About this item

This collection of essays exemplifies the range, depth, and erudition that have made Daniel Mendelsohn "required reading for anyone interested in dissecting culture" (The Daily Beast) . Here Mendelsohn once again casts an eye at literature, film, television, and the personal essay, filtering his insights through his training as a scholar of classical antiquity in surprising and illuminating ways.Many of these essays examine how we continue to look to the Greeks and Romans as models: some argue for the surprising modernity of canonical works (Bacchae, the Aeneid) , while others detect a "Greek DNA" in our responses to the Boston Marathon bombings and the assassination of JFK. Modern topics are treated, too, from the "aesthetics of victimhood" in Hanya Yanagihara's A Little Life to the novels of Karl Ove Knausgaard, and from Game of Thrones to recent films about artificial intelligence - a subject, Mendelsohn reminds us, that was already of interest to Homer.



About the Author

Daniel Mendelsohn

Daniel Mendelsohn, an award-winning author, critic, and translator, is a frequent contributor to The New Yorker and the New York Review of Books. Born on Long Island, he began a career in journalism in New York City in the early 1990s while completing his Ph.D. in Classics at Princeton. Since then, his articles, essays, reviews and translations have appeared frequently in numerous national publications, including The New York Times, Esquire, Newsweek, The Paris Review, and Travel Leisure. He has been the weekly book critic for New York magazine, for which he won the National Book Critics Circle Award for Excellence in Criticism, and has been a columnist for Harper's and The New York Times Book Review. He is presently a regular contributor to BBC Culture.
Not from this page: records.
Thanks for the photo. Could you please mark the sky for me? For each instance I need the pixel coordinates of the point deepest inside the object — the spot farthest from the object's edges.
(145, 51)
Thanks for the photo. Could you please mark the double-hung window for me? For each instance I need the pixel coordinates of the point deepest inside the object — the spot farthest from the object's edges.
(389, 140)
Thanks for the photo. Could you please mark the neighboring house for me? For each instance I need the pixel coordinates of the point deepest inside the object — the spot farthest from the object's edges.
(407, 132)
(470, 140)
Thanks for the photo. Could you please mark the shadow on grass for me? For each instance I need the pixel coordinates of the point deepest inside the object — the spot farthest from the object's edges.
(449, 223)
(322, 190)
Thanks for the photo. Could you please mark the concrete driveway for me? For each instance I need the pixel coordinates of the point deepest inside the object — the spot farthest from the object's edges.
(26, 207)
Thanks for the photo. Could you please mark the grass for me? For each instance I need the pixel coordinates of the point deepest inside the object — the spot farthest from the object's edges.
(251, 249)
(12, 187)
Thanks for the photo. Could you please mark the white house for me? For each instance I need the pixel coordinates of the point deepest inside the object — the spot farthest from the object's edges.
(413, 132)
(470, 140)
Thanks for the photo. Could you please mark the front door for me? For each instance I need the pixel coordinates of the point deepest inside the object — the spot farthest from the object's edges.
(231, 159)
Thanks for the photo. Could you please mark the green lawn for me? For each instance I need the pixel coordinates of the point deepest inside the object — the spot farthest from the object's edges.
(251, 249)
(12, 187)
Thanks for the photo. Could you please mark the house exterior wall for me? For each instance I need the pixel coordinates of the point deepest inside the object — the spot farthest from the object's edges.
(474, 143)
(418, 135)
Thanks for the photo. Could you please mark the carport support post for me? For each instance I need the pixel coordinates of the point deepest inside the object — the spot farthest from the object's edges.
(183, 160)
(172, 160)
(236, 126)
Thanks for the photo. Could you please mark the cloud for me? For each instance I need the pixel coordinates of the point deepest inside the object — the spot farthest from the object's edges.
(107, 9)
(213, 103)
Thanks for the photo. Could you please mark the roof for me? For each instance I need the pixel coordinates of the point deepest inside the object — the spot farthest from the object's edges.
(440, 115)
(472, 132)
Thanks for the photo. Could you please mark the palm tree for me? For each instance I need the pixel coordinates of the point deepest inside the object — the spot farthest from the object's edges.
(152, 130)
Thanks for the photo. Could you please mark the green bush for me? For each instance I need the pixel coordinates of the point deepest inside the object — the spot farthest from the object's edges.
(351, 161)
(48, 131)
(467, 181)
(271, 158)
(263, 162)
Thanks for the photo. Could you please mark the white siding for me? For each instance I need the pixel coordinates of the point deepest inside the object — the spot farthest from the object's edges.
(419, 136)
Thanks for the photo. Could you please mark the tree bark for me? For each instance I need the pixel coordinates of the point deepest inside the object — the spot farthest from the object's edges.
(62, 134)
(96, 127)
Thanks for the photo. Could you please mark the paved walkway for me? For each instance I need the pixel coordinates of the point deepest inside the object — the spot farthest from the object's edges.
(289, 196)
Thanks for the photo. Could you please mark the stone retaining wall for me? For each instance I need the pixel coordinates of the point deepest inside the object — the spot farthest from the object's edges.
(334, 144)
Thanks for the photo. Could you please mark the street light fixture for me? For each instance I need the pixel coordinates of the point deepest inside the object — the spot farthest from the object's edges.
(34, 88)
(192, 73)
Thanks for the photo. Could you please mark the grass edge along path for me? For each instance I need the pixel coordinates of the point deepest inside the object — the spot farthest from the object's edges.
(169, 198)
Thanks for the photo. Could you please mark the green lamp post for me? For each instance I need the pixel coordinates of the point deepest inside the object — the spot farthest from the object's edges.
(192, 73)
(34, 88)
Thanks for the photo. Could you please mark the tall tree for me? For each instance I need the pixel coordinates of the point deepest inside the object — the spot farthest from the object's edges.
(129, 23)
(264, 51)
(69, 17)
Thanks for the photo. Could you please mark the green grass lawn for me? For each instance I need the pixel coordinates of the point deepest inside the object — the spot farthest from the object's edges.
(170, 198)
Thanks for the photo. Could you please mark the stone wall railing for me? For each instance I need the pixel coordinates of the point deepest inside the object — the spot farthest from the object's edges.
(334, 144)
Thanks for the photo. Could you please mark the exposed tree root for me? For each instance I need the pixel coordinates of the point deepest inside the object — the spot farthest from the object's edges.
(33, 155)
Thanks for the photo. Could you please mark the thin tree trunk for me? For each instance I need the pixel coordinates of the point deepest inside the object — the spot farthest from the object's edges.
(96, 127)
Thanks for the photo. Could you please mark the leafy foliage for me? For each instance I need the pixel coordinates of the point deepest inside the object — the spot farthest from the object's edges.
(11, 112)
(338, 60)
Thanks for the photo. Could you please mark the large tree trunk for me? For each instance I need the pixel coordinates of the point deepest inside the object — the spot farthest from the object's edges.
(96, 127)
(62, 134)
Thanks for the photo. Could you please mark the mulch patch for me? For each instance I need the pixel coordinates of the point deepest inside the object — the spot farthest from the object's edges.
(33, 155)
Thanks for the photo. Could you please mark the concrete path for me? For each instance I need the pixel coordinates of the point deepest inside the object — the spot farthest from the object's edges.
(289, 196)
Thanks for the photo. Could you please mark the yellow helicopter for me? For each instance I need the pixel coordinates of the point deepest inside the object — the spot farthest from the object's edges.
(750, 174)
Mendelsohn's books include a memoir, "The Elusive Embrace" (1999) , a New York Times Notable Book of the Year and a Los Angeles Times Best Book of the Year; the international bestseller "The Lost: A Search for Six of Six Million" (2006) , which won the National Book Critics Circle Award, the National Jewish Book Award, the Salon Book Award, and many other honors in the US and abroad, including the Prix Médicis in France; two collection of his essays and criticism, "How Beautiful It Is and How Easily It Can Be Broken" (2008) , a Publishers Weekly Best Book of the Year, and "Waiting for the Barbarians: Essays from the Classics to Pop Culture" (2012) , which was shortlisted for the National Book Critics Circle Prize in Criticism and the PEN Art of the Essay Award; and a two-volume translation, with Introduction and Commentary, of the Complete Poems of the Alexandrian Greek poet Constantine Cavafy (2009) , also a Publisher Weekly Best Book of the Year, and was shortlisted for the Criticos Prize (U.K.) .In September 2017, his new memoir, "An Odyssey: A Father, a Son, and an Epic," was published by Alfred A. Knopf in the U.S. and by William Collins in the U.K., where it has been long-listed for the Baillie Gifford Prize for Nonfiction. Daniel Mendelsohn was inducted into the American Academy of Arts and Sciences in 2012; he is also a member of the American Philosophical Society. Other honors include a Guggenheim Fellowship and the George Jean Nathan Prize for Dramatic Criticism. He teaches literature at Bard College and lives in the Hudson Valley of New York.